Lundi 14 juillet, le comité des députés nationaux de la Province Orientale ont fustigé le transit de ces miliciens dans leur région en invoquant des «raisons de sécurité». Président de ce comité, Valentin Senga, membre de la mouvance kabiliste, a été sans équivoque : «Nous refusons catégoriquement le transit et la localisation des éléments FDLR sur toute l’étendue de la Province Orientale».

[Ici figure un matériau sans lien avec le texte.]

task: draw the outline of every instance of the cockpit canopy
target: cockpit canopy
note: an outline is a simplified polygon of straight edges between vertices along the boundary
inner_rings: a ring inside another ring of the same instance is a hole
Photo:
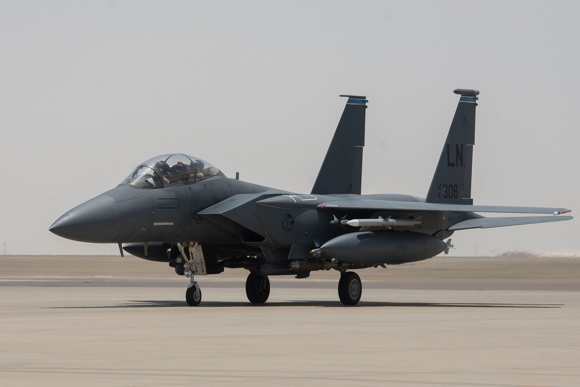
[[[121,184],[139,188],[160,188],[202,181],[219,173],[219,170],[204,160],[173,153],[141,163]]]

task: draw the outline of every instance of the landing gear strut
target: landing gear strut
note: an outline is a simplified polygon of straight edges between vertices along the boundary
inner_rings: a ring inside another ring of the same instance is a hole
[[[188,255],[186,253],[184,247],[188,248]],[[204,253],[201,250],[201,246],[193,242],[185,242],[183,244],[177,243],[177,248],[185,260],[185,263],[176,265],[175,272],[177,274],[181,272],[183,275],[189,278],[190,284],[185,292],[185,300],[190,306],[197,306],[201,302],[201,289],[197,281],[194,280],[194,276],[196,274],[207,275]]]
[[[263,304],[270,295],[268,276],[258,275],[250,272],[246,280],[246,295],[252,304]]]
[[[338,282],[338,298],[345,305],[355,305],[360,301],[362,294],[362,284],[358,275],[354,272],[340,273]]]

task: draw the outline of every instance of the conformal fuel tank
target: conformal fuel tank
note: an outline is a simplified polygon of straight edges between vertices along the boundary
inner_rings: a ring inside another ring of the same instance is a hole
[[[322,244],[322,253],[344,262],[400,264],[422,261],[445,250],[441,239],[411,231],[353,232]]]

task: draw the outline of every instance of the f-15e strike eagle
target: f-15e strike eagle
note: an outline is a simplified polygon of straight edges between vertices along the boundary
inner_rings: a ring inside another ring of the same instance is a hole
[[[118,243],[134,255],[169,262],[189,278],[190,305],[201,301],[195,276],[226,268],[249,271],[246,294],[264,302],[269,276],[306,278],[311,271],[340,273],[338,295],[355,305],[360,278],[350,269],[421,261],[453,245],[456,230],[572,219],[564,208],[474,205],[472,163],[476,90],[461,95],[425,199],[361,194],[365,112],[362,96],[348,98],[312,188],[295,194],[227,177],[185,154],[162,155],[140,164],[114,189],[78,206],[50,231],[81,242]],[[485,217],[476,213],[560,216]],[[445,240],[447,239],[447,241]]]

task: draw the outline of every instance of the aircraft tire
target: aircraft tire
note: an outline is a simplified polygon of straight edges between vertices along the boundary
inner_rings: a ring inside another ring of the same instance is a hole
[[[338,298],[345,305],[358,304],[362,295],[362,283],[358,275],[354,272],[345,272],[340,275],[338,282]]]
[[[201,289],[197,282],[186,290],[185,300],[190,306],[197,306],[201,302]]]
[[[252,304],[263,304],[270,295],[268,276],[258,275],[251,272],[246,280],[246,295]]]

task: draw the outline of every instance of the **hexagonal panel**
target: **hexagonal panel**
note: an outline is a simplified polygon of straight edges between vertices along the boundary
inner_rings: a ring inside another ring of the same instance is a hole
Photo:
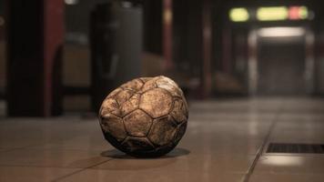
[[[140,79],[133,79],[121,86],[124,89],[131,89],[134,91],[138,91],[143,86],[143,82]]]
[[[165,146],[172,142],[176,129],[177,124],[169,116],[155,119],[147,137],[157,146]]]
[[[149,151],[154,149],[154,146],[151,145],[147,137],[134,136],[127,137],[121,145],[121,147],[131,152],[137,152],[138,150]]]
[[[124,116],[126,115],[128,115],[130,112],[137,109],[139,105],[139,98],[140,98],[140,95],[135,94],[132,97],[130,97],[127,101],[126,101],[120,106],[121,116]]]
[[[166,116],[172,106],[172,96],[162,88],[155,88],[144,93],[139,107],[154,118]]]
[[[177,132],[174,138],[175,144],[177,144],[182,138],[182,136],[185,135],[187,129],[187,121],[185,121],[181,123],[179,126],[177,126]]]
[[[181,123],[185,120],[187,120],[187,116],[186,116],[186,106],[184,105],[184,102],[180,99],[176,99],[175,103],[173,105],[173,109],[170,113],[170,115],[173,116],[173,118],[176,119],[177,123]]]
[[[132,90],[122,90],[118,94],[116,94],[114,98],[119,105],[123,105],[126,101],[127,101],[134,95],[134,91]]]
[[[105,99],[101,105],[100,115],[105,116],[109,113],[120,116],[118,103],[113,98]]]
[[[100,124],[103,126],[104,132],[109,133],[118,142],[123,141],[127,137],[122,118],[106,114],[101,116]]]
[[[167,90],[173,96],[183,96],[182,90],[177,86],[177,85],[171,79],[161,76],[157,80],[157,87]]]
[[[124,117],[128,134],[134,136],[146,136],[152,125],[152,118],[140,109],[131,112]]]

Notons que des bandes armées nationales et étrangères imposent leur loi dans certaines localités des districts du Bas et Haut-Uélé. C’est le cas des Mbororo et ADF-Nalu. Sans omettre les combattants fidèles au fameux « Cobra Matata » et ceux de l’ex-chef milicien Paul Sadala, alias « Morgan », exécuté en avril dernier par les FARDC. Pour les députés de la Province Orientale, les éléments des FDLR doivent être rapatriés «vers leur pays le Rwanda». Seront-ils entendus ? Rien n’est moins sûr dans cette Assemblée nationale truffée de caudataires prompts à exhiber la danse pour plaire au «raïs».

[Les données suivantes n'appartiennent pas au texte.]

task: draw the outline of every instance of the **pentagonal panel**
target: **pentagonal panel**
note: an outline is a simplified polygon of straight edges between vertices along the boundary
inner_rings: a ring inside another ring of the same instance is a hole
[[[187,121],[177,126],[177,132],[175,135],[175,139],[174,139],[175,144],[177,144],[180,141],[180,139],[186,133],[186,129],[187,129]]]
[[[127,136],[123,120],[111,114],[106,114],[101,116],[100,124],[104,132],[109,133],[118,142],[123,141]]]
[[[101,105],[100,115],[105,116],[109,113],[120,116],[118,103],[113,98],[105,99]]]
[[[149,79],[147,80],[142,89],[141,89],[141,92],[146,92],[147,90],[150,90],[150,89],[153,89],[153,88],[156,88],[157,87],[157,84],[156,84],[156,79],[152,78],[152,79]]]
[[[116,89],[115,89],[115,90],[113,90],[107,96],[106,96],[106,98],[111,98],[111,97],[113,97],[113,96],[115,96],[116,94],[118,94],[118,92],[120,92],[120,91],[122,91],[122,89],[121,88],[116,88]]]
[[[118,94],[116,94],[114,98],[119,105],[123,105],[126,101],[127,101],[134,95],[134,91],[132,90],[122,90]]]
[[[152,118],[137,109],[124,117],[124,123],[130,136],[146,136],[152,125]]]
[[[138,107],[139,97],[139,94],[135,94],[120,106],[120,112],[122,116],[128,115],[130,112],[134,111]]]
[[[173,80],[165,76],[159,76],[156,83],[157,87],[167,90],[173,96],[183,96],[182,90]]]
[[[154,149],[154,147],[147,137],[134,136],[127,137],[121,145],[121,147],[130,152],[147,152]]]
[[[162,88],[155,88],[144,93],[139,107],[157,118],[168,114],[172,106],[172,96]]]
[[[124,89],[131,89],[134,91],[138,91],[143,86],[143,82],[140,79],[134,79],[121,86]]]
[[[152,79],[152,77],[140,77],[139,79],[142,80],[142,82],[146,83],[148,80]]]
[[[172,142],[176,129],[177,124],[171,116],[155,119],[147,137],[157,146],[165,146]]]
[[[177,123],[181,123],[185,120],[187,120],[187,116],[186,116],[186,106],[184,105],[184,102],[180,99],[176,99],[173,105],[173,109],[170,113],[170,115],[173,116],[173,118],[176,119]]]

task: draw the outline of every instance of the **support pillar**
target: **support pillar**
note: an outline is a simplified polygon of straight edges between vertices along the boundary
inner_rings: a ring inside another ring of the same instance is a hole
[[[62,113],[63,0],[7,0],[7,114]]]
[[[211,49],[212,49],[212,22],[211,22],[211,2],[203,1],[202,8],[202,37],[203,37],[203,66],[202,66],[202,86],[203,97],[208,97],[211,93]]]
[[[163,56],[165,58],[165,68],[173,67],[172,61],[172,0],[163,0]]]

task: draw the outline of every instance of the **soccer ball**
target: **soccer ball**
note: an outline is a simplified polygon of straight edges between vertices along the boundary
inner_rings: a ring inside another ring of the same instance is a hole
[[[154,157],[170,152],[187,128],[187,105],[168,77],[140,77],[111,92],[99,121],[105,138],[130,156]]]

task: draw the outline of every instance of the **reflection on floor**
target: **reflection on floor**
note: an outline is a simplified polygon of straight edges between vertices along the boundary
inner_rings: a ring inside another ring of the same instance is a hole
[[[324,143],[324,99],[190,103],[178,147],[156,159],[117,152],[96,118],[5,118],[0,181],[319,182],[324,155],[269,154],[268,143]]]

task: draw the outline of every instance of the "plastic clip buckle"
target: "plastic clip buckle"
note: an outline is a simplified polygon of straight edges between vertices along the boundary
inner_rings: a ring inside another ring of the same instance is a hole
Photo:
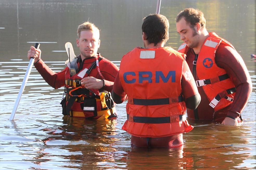
[[[214,108],[219,101],[219,100],[218,100],[214,98],[213,100],[211,101],[211,103],[210,103],[209,105],[213,108]]]
[[[63,94],[62,95],[62,100],[63,100],[65,98],[66,96],[66,92],[64,92],[63,93]]]
[[[233,99],[232,97],[229,97],[228,96],[227,96],[226,97],[226,97],[225,98],[225,99],[228,100],[229,100],[230,101],[233,101],[233,100],[234,99]]]
[[[204,83],[204,80],[205,80],[205,79],[197,80],[196,81],[196,86],[197,87],[201,87],[206,85]]]

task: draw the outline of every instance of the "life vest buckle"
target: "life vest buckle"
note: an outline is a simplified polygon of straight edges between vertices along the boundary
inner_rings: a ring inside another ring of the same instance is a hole
[[[205,84],[204,82],[205,80],[205,79],[197,80],[196,81],[196,86],[197,87],[201,87],[201,86],[203,86],[206,85],[206,84]]]
[[[213,100],[211,101],[211,103],[210,103],[209,105],[213,108],[214,108],[219,101],[220,100],[218,100],[215,97]]]
[[[63,94],[62,95],[62,100],[65,98],[66,97],[66,93],[65,92],[63,92]]]
[[[76,87],[78,87],[81,85],[81,79],[75,79],[75,82]]]
[[[229,97],[228,96],[226,96],[225,98],[227,100],[230,101],[233,101],[233,100],[234,99],[232,98]]]

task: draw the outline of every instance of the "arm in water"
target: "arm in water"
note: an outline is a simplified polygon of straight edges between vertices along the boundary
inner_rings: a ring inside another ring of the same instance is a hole
[[[221,44],[216,51],[215,60],[218,66],[226,70],[236,88],[233,103],[229,106],[227,117],[222,124],[237,125],[238,118],[246,106],[252,91],[250,75],[241,56],[231,47]]]
[[[105,90],[111,92],[119,69],[115,64],[105,58],[99,62],[99,65],[100,72],[105,79],[103,79],[98,74],[96,77],[89,76],[82,79],[81,83],[87,89],[99,89],[100,91]]]

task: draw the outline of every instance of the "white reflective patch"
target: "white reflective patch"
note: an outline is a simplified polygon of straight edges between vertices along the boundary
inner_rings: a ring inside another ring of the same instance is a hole
[[[208,46],[210,47],[212,47],[213,48],[215,48],[217,45],[218,43],[216,43],[216,42],[214,42],[208,40],[206,40],[206,41],[204,43],[204,45]]]
[[[155,58],[155,53],[156,52],[155,51],[141,51],[139,55],[139,58],[143,59]]]
[[[186,71],[186,72],[185,72],[184,76],[185,79],[187,80],[190,81],[192,78],[191,72],[190,73],[187,71]]]
[[[87,111],[94,111],[94,107],[84,107],[84,110]]]
[[[86,74],[86,72],[88,70],[88,69],[85,68],[82,70],[78,74],[77,76],[79,77],[80,77],[81,78],[84,78],[85,75]]]
[[[184,48],[186,47],[186,45],[187,45],[186,44],[182,44],[182,45],[181,45],[179,47],[179,49],[178,49],[178,51],[180,50],[181,49],[183,49]]]

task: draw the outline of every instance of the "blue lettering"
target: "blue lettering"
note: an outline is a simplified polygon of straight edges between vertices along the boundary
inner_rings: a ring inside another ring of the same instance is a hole
[[[163,72],[161,71],[157,71],[156,72],[156,83],[159,83],[160,81],[160,77],[163,80],[164,83],[167,83],[170,79],[170,77],[171,76],[172,83],[175,82],[175,71],[170,71],[168,73],[167,76],[165,77]]]
[[[136,79],[135,78],[132,79],[131,80],[127,80],[126,77],[128,75],[131,75],[133,76],[135,76],[135,73],[132,71],[126,72],[124,73],[124,79],[125,82],[127,83],[134,83],[136,81]]]
[[[144,75],[147,75],[147,77],[143,77]],[[139,83],[142,83],[144,81],[147,81],[150,83],[152,83],[152,73],[150,71],[139,72]]]

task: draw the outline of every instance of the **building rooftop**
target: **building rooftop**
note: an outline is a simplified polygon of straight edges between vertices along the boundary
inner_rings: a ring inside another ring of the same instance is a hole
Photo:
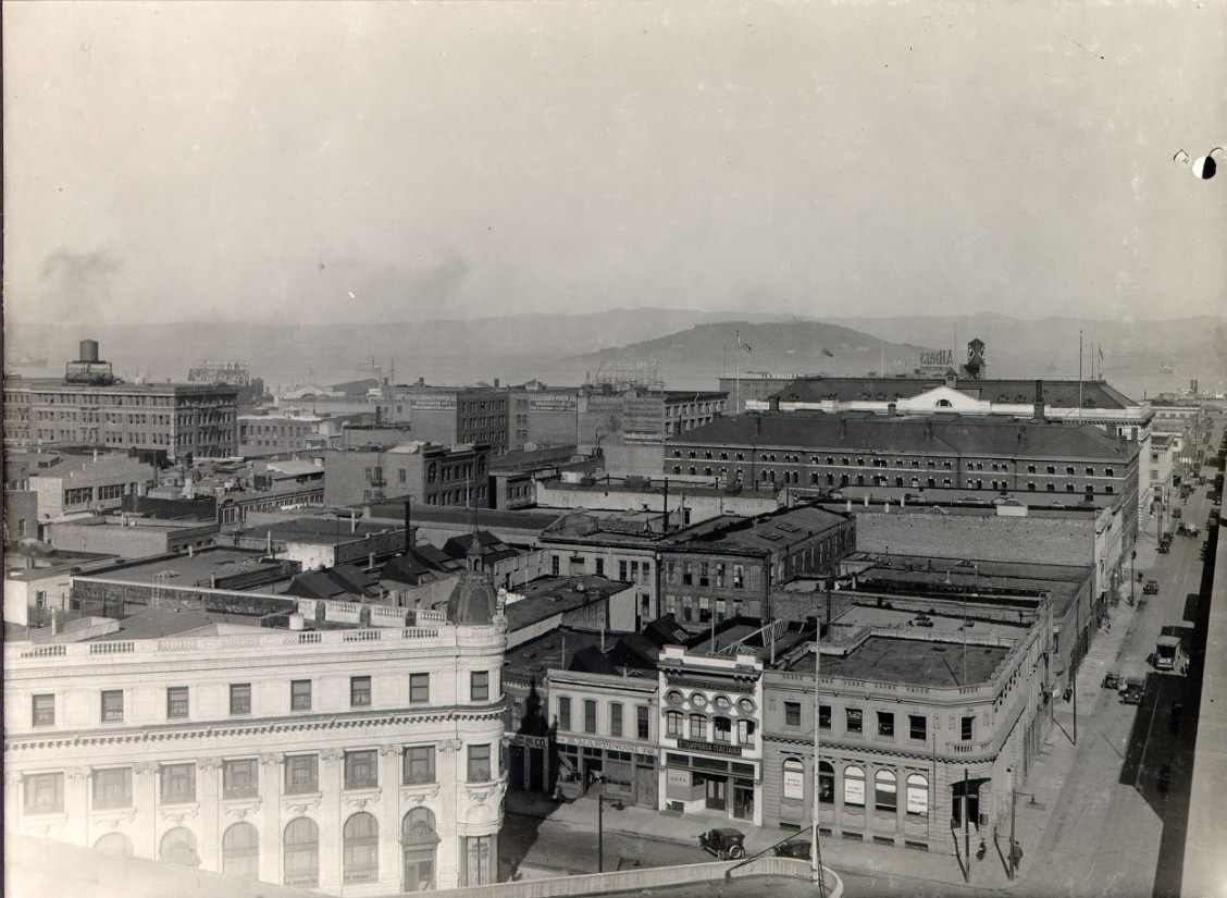
[[[1136,442],[1118,440],[1091,424],[960,414],[928,418],[887,418],[864,412],[747,414],[718,418],[669,442],[858,451],[871,456],[918,453],[1129,462],[1137,455]],[[666,447],[666,463],[688,461],[670,459],[669,455]]]
[[[1044,380],[1044,403],[1054,408],[1125,409],[1141,403],[1107,381]],[[800,377],[777,392],[780,402],[893,402],[910,399],[936,387],[945,377]],[[1029,404],[1036,398],[1036,378],[958,378],[953,388],[975,399]]]
[[[162,555],[152,561],[96,569],[91,571],[91,576],[129,584],[152,584],[157,576],[160,582],[167,586],[209,586],[213,579],[223,580],[261,571],[275,574],[283,565],[285,561],[264,561],[259,552],[215,548],[202,549],[191,555]]]
[[[1009,645],[870,636],[845,657],[822,656],[823,677],[953,689],[987,683],[1010,654]],[[793,660],[789,671],[814,671],[814,651]],[[966,671],[966,672],[964,672]]]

La même réprobation prévaut dans les milieux des élus de l’Equateur. Ceux-ci avaient donné de la voix dès le mardi 10 juin. C’était au Palais du Peuple. Ici aussi, les députés nationaux craignent une exacerbation de l’insécurité. «L’opinion tant nationale qu’international n’ignore pas les atrocités commises par ce mouvement politico-militaire à l’Est du pays. A ce point de vue, la décision du gouvernement relative à cette relocalisation n’est pas réfléchie», déclarait le président du caucus des députés de l’Equateur, Nicolas Akpanza. «Les réfugiés centrafricains se trouvent nombreux sur le sol de notre province, avec des conséquences négatives sur la vie des autochtones, la précarité de la situation de la province suite au dossier des insurgés Enyele, les récents expulsés du Congo Brazzaville sont pour la plupart des ressortissant de l’Equateur» expliquait-il. Même son de cloche dans les milieux des activistes de la société civile.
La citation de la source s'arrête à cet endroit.